Practicing Mindful Breaths is an easy way to bring your attention back to the present moment. By simply paying attention to your breathing, you can relax and enjoy your life more fully.
Mindful Breaths: Directions
From the time we wake up to the time we go to bed, our minds often race into the future and/or the past. While it is sometimes necessary to look forward into the future to make plans or to look back into the past to avoid repeating a mistake, we need to stay primarily focused on the present moment in order to achieve a state of peace in our everyday lives.
When you find that your thoughts are not on the current moment, simply pay attention to your breathing. There is no need to change the way you are breathing for this exercise. Simply keep your attention on your inhalation and exhalation for 5 full breaths. This simple act will help you to refocus and re-energize in the current moment, which is the only true moment that exists.
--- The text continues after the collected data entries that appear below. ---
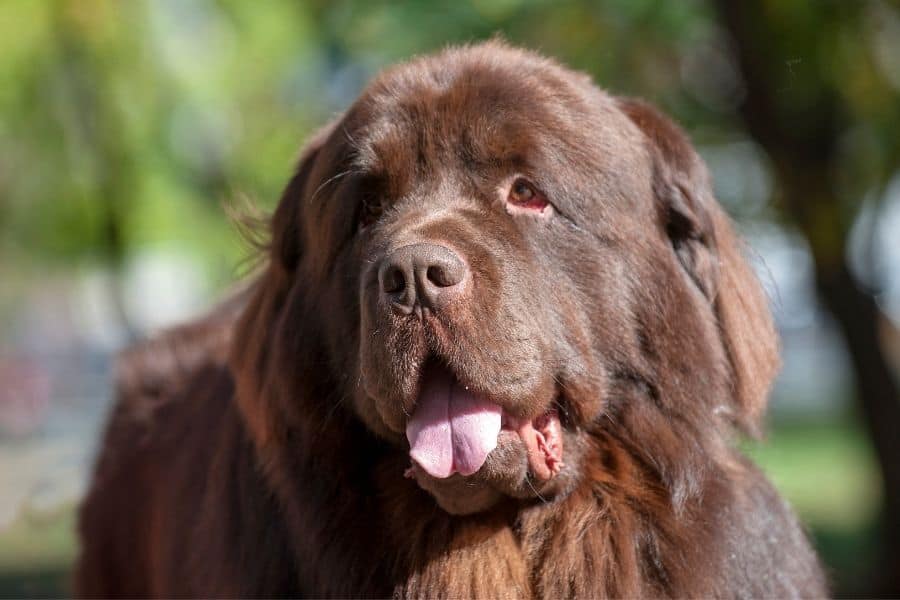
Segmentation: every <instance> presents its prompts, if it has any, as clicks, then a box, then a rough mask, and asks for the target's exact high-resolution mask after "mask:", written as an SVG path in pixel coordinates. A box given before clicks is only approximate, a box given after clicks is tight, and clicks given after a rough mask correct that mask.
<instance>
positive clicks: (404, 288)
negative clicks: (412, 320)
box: [378, 244, 469, 314]
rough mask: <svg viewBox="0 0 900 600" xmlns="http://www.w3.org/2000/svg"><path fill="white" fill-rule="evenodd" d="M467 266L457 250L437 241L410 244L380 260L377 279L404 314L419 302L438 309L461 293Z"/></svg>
mask: <svg viewBox="0 0 900 600" xmlns="http://www.w3.org/2000/svg"><path fill="white" fill-rule="evenodd" d="M468 271H469V268H468V266H467V265H466V263H465V261H463V259H462V258H460V257H459V255H458V254H456V252H454V251H453V250H451V249H450V248H447V247H446V246H439V245H437V244H410V245H409V246H403V247H402V248H397V249H396V250H394V251H393V252H391V253H390V254H388V255H387V256H386V257H384V260H382V261H381V266H380V267H379V268H378V282H379V284H380V285H381V293H382V294H383V295H384V297H385V299H386V300H387V301H388V302H389V303H390V304H391V305H392V306H393V307H395V308H396V309H398V310H400V311H401V312H403V313H404V314H409V313H411V312H412V311H413V310H414V309H415V308H416V305H417V304H418V305H419V306H422V307H427V308H429V309H431V310H440V308H441V307H442V306H443V305H444V304H446V303H447V301H449V300H451V299H453V298H454V297H456V296H458V295H459V294H460V293H461V290H462V288H463V287H464V286H463V284H464V283H465V281H466V278H467V277H466V276H467V274H468Z"/></svg>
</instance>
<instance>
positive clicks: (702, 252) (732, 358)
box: [619, 99, 781, 434]
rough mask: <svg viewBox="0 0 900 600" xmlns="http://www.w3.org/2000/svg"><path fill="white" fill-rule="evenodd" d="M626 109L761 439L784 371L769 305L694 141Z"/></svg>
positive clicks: (670, 235) (638, 107)
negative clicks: (776, 389) (748, 263)
mask: <svg viewBox="0 0 900 600" xmlns="http://www.w3.org/2000/svg"><path fill="white" fill-rule="evenodd" d="M619 106H620V108H621V109H622V110H623V111H624V112H625V114H626V115H628V117H629V118H630V119H631V120H632V121H633V122H634V123H635V124H636V125H637V126H638V128H639V129H640V130H641V131H642V132H643V134H644V136H645V138H646V139H647V142H648V148H649V151H650V154H651V157H652V159H653V163H654V164H653V167H654V181H653V188H654V192H655V194H656V199H657V202H658V207H659V210H660V215H661V217H662V219H663V222H664V223H665V226H666V232H667V234H668V236H669V239H670V241H671V244H672V248H673V250H674V252H675V254H676V255H677V257H678V260H679V262H680V263H681V265H682V267H683V268H684V270H685V272H686V273H687V275H688V276H689V277H690V278H691V279H692V280H693V282H694V283H695V284H696V285H697V287H698V288H699V289H700V291H701V292H702V293H703V294H704V295H705V296H706V297H707V299H708V300H709V301H710V302H711V303H712V305H713V308H714V310H715V313H716V317H717V319H718V323H719V330H720V331H721V334H722V339H723V342H724V345H725V350H726V352H727V354H728V358H729V362H730V366H731V372H732V382H733V388H734V395H735V400H736V404H737V406H736V409H737V414H736V419H735V420H736V422H737V425H738V426H740V427H741V428H742V429H744V430H745V431H747V432H748V433H752V434H757V433H758V432H759V426H760V421H761V419H762V415H763V413H764V411H765V407H766V401H767V397H768V394H769V390H770V388H771V385H772V381H773V380H774V378H775V375H776V374H777V373H778V370H779V367H780V365H781V363H780V359H779V356H778V336H777V334H776V333H775V327H774V325H773V323H772V315H771V312H770V311H769V305H768V299H767V298H766V295H765V293H764V292H763V289H762V286H761V285H760V283H759V280H758V279H757V278H756V275H755V274H754V273H753V270H752V269H751V268H750V266H749V265H748V264H747V262H746V260H745V259H744V256H743V252H742V251H743V244H742V242H741V241H740V240H739V239H738V237H737V236H736V235H735V233H734V230H733V228H732V226H731V222H730V220H729V218H728V216H727V215H726V214H725V212H724V211H723V210H722V208H721V207H720V206H719V203H718V202H716V200H715V198H714V197H713V194H712V187H711V185H710V181H709V175H708V173H707V171H706V168H705V166H704V165H703V162H702V161H701V159H700V157H699V156H698V155H697V153H696V152H695V151H694V149H693V147H692V146H691V144H690V142H689V141H688V139H687V136H685V134H684V133H683V132H682V131H681V130H680V129H679V128H678V127H677V126H676V125H675V124H674V123H672V122H671V121H670V120H669V119H668V118H666V117H665V116H663V115H662V114H661V113H660V112H659V111H657V110H656V109H654V108H653V107H652V106H650V105H648V104H646V103H645V102H642V101H639V100H633V99H620V100H619Z"/></svg>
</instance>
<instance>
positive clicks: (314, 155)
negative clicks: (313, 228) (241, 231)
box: [269, 123, 334, 271]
Because we often do not even realize that we are daydreaming of past or future moments, you may need to use situational reference points as a reminder to practice. To get started, choose two of the ten examples from below that best fit your lifestyle and write them down. Each time you find yourself in one of the situations you have chosen, focus on your breathing for 5 full cycles.
- While stopped at a traffic light
- Upon arriving to work
- Before an important business call
- While stuck in traffic
- Before going to sleep
- After a difficult conversation
- Before reprimanding a child
- While waiting in line
- Before sitting down to a meal
- *Upon realizing that your mind has wandered
*Always use this technique when you become aware that your mind has wandered away from the present moment and into the past or future.
Good luck and remember:
There is ALWAYS time to Bee Spiritual!